In retrospect, I am so glad that I didn't get obsessed with being pregnant, or with the birth itself. Even had the birth been a horrible, 18-hour surgical ordeal, I still would have had to come home and start the real work of caring for this tiny, precious child. The pregnancy? A lark. Losing 50 pounds? Literally, a walk in the park. Labor? Intense, but temporary. Caring for her? Tough, and forever, and starting as soon as she's born, ready or not.

I am so grateful that my pregnancy did not exhaust me, that my labor did not enervate me, that my postpartum recovery did not drain me to the dregs. Yes, I'm tired, and there are moments when I feel completely overwhelmed, but for the most part we're all doing fine. My mother told me she'd had more than one sleepless night wondering if I could handle labor and birth. Diana I could see doing it, Violet too, but you - I wasn't sure about you, she said.

It's simple - it wasn't a choice. One way or another, my daughter was going to be born. I could make it easy on myself, or I could make it hard.

On a totally different note, Ruby suffered a terrible ordeal. When Toby brought us home from the hospital, I asked him to bring Ruby down to the car, because I knew once we got in the house my dear small dog would quickly be lost in the shuffle. So he brought her down, and she hopped in the backseat of the car with us, and, after four days of looking at my tiny, tiny daughter, my dog seemed absolutely gigantic to me. Clearly, she was glad to see me - Mom said she'd been pining for me - but I felt that something wasn't quite right with her, as if she were withdrawing from me.

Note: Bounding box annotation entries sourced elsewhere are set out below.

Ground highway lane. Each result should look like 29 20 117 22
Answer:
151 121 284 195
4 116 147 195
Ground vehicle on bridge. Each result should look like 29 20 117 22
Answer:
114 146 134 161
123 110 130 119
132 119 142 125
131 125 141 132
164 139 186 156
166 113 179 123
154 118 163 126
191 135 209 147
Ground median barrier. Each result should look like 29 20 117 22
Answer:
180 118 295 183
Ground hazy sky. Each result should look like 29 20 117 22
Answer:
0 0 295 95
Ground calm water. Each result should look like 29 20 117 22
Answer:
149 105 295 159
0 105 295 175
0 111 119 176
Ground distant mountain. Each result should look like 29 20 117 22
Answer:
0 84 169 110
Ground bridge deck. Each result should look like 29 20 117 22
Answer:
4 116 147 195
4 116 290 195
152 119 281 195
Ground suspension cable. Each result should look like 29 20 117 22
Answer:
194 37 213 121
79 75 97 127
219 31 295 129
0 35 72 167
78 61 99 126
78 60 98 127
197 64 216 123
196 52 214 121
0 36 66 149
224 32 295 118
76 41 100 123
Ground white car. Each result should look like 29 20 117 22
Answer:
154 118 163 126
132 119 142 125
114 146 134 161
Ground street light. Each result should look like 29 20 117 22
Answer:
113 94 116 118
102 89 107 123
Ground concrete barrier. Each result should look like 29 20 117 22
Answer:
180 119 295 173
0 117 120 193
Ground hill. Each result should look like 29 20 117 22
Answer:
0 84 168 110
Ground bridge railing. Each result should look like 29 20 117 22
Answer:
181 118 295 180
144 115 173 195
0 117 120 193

We were upstairs - Ruby and I - taking a nap together. When I woke up, she was hot as fire and limp as a dishrag and I had to shake her several times to wake her up. I was frantic - what was wrong? Lots of problems. First of all, she'd eaten cat food during her stay at Violet's. This made her vomit, which made her dehydrated. To make things worse, when my father brought her back from Violet's, he didn't know he was supposed to get her food, too. I checked her food and water dishes. Both were empty.

Given fluids, food, and lots of TLC, Ruby quickly recovered. Everyone made much of her and apologized and she seems OK, but I am so sorry!

I can't finish this without mentioning something that's been weighing on me heavily, even though I've had a longstanding policy of not setting down the most intimate details of my married life. Simply this: as a woman who's just given birth, I am hardly supposed to be in the mood for love, and yet I don't think I've ever felt so powerfully compelled to take Toby to bed. He feels it, too. The few moments we've taken have had a dimension to them entirely new and which I could never begin to describe, except to say that we both view our lovemaking differently having seen that life itself can come forth from our joining together. I know my body needs time to recover, but right now six weeks seems like forever.

Friday night. First Sabbath. Three candles instead of the pair I've always kindled on this night, and it's astonishing how much light is added by this one tiny flame. And for the first time Toby says the Friday night blessing for the children. For a girl, it's May God make you like Sarah, Rebecca, Rachel and Leah. Quite straightforward but I don't think I've ever been so moved by any ritual of the faith that chose me.

Days and nights. The hardest work I've ever done in my life. So different, though, when it's for the right reason. For her.